It’s rare for a Hong Kong film to deal with social issues and ills in a respectful and mature way. Hong Kong movies have never truly come to terms with mental illness, learning disabilities and rape, which are often seen as fodder for comic relief – though to be fair, all cinemas are guilty of marginalising and belittling serious subject matter. It’s just that Hong Kong, for all its aspirations to be “Asia’s World City,” hasn’t quite managed to get a modern, progressive handle on these issues. Hong Kong has yet to produce its Melancholia, What’s Eating Gilbert Grape, My Left Foot, or Elle – just to name a few groundbreaking examples from overseas.
But every so often someone here breaks the mould. The most recent case is first time filmmaker Wong Chun with his sensitively observed Mad World. Starring Love Off the Cuff’s Shawn Yue and comic veteran Eric Tsang as a father and son dealing with the son’s bipolar disorder, Mad World is also one of the first films to come from the Hong Kong Film Development Council’s Film Development Fund’s first features initiative. With a slight budget of HK$2 million, Wong and regular collaborator Florence Chan (who also wrote the screenplays for Wong’s short films) have done something few thought possible: they’ve made a strong film (eight Hong Kong Film Awards nominations and two Golden Horse Awards) with public arts funding.
The story starts with Wong (Eric Tsang) picking up his son from a hospital. Wong is one of those typically distant absentee fathers the cinema loves so dearly, so you might expect a maudlin reunion with estranged children. That’s not going to happen here. His son Tung (Shawn Yue) is getting out of a psychiatric care facility after a few months treating his bipolar disorder. Wong’s wife and Tung’s mother (Elaine Jin) are dead, and her passing is a source of significant strain between the two men. A year earlier, Tung caused her death and Wong has blamed him for it ever since. But there’s far more to the story than filial neglect and guilt, and it is a powder keg of anger and resentment that will explode eventually.
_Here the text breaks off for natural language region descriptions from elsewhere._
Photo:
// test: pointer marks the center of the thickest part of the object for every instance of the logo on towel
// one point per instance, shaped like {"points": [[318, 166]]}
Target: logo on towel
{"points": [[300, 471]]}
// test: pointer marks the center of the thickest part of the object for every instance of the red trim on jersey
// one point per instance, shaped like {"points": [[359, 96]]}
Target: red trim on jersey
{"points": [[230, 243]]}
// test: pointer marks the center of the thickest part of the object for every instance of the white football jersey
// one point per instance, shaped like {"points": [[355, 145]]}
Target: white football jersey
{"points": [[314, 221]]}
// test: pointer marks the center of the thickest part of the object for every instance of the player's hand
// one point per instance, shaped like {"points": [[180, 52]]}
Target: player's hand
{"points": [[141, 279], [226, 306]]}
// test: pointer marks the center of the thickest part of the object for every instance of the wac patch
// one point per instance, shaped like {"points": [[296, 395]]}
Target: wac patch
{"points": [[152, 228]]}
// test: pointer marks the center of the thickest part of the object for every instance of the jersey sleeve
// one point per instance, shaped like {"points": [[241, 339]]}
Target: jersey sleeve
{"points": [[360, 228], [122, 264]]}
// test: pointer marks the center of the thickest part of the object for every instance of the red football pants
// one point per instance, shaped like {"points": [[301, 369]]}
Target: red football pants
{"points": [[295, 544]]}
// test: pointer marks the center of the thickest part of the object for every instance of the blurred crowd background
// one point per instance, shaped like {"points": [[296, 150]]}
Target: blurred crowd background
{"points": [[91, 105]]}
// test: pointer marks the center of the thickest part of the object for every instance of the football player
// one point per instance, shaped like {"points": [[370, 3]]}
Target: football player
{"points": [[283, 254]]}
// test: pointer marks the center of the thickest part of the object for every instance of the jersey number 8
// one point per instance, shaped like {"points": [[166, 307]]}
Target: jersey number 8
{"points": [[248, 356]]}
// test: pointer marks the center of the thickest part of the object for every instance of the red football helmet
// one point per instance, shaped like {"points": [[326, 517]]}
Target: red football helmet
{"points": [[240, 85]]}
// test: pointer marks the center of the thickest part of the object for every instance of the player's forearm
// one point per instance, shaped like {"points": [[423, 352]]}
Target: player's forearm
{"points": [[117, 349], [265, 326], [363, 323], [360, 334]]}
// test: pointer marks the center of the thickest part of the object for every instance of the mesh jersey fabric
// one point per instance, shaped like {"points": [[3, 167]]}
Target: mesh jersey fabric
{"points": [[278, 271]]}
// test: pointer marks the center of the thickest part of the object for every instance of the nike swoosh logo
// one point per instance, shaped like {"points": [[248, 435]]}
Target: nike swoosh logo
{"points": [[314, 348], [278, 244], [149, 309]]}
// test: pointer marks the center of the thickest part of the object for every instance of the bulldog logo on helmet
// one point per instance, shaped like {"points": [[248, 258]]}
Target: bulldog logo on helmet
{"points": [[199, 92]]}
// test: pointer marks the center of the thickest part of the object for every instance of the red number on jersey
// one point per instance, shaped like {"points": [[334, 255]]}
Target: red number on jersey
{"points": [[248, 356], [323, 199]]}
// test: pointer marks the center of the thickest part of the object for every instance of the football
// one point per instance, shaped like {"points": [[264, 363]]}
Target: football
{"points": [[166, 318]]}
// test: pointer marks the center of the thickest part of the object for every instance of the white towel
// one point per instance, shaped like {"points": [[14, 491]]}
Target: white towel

Adding to the burden of reconnecting, Tung is compelled to deal with the irrational rage of his former fiancée (Charmaine Fong), as well as a raft of problems recognisable to too many Hongkongers: cramped living quarters, dreadful housing for the poor, stigma attached to mental health and most other “abnormalities” (autism, depression), cruelty rooted in ignorance rather than malice, and unreasonable work pressures and financial demands.
Most of the action unfolds in the pair’s crowded, subdivided flat, an almost palpable feeling intensified by Zhang Ying’s claustrophobic cinematography. The tight spaces are a perfect reflection of the characters’ own mental confines, be it Tung’s struggle to reintegrate, Wong’s bafflement, the neighbours’ misplaced fear, or the health care system’s draconian disinterest. Wong and Chan have crammed a lot of heady themes into the film, any of which could have been sufficient to form a second thread. But kudos to the young filmmakers for tackling themes too often brushed off as “uncommercial.” Fortunately, they’re also blessed with two stellar and revelatory performances, one a surprise and one from an unlikely source.
Yue has proved to be a charming enough pretty boy over the course of his career. He’s turned in fine work as cops (Infernal Affairs), gangsters (Jiang Hu), heroic types (As the Light Goes Out) and most prominently he’s won over audiences as the flawed but reluctantly sincere Jimmy in Pang Ho-cheung’s romantic Love trilogy. But here he displays a level or restraint and nuance not previously demonstrated — perhaps never demanded — that is remarkable. Keeping up with him is Tsang, known best as the loud, garrulous relief, comic or otherwise, in everything from acclaimed drama (Fu Bo, Aberdeen) to lowbrow sex farces (the guy has 278 credits on HKMDB). Tsang is tremendously empathetic as a man struggling to accept his son and his illness even though he doesn’t really get it. He never tips over into histrionics (which would be so easy to do) and really provides the emotional backbone of the film.
Mad World is far from perfect — it’s a first film, and it shows sometimes, particularly in Fong’s overwrought and misguided zealot and an overabundance of flashbacks — but against a cinema landscape dominated by crass comedy, genre gore and PRC-approved historical epics, it’s a breath of fresh, humanitarian, locally voiced air.